Another 31 ft statue can be found in Bangor, Maine. Standing since 1959, it weighs 3700 pounds. The statue is shown with a large axe in one hand, and a peavey in the other hand.

==Klamath, California==
At the Trees of Mystery in Klamath, California there is the 49 ft tallest known statue of Paul Bunyan."

==Cheshire, Connecticut==
When the 26-foot "Muffler Man" Paul Bunyan was erected in front of a local lumber business in the 1980s, the town objected to the statue, citing that it was a violation of town codes given its substantial height. Finding no limitation on flagpole height on the books, the owners of the statue replaced Bunyan's axe with an American flag.

== Rocky Mount, North Carolina ==
Located off Exit 145 of I-95 in Rocky Mount, NC, a 40-foot Paul Bunyan statue stands as advertisement for Log Cabin Homes sales center. This statue was purchased from a family owned entertainment center in Brainerd, Minnesota, and relocated to North Carolina in 2011.

==Others==
Smaller (although still larger than life) statues can also be found in:

- Muncie, Indiana
- Akeley, Minnesota
- Bemidji, Minnesota
- Brainerd, Minnesota
- Manistique, Michigan
- Ossineke, Michigan
- St.

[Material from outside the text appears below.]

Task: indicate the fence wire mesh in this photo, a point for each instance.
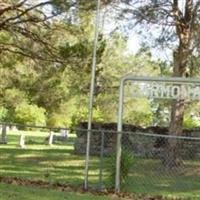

Ignace, Michigan
- Aberdeen, South Dakota
- Lakewood, Wisconsin
- Wabeno, Wisconsin.
- Tucson, Arizona

Paul Bunyan's Log Chute, an amusement park ride inside Bloomington, Minnesota's Mall of America, also houses large statues of Paul Bunyan and Babe the Blue Ox.

The Paul Bunyan Logging Camp Museum at Carson Park in Eau Claire, Wisconsin, has statues of Paul Bunyan and Babe the Blue Ox.

The Rumford, Maine Visitor Center is home to giant statues of Paul Bunyan and Babe the Blue Ox.

In Stony Point, New York, at local Scout Camp Bullowa, there is a 18 foot tall Paul Bunyan statue at the southern entrance.

There is also a 19-foot Paul Bunyan in the Enchanted Forest Water Safari in Old Forge, New York, that was built in 1956.

A Paul Bunyan statue stands in Albuquerque, New Mexico, on historic Route 66. The fiberglass figure is a well-known roadside landmark and one of the city's surviving examples of mid-century roadside Americana.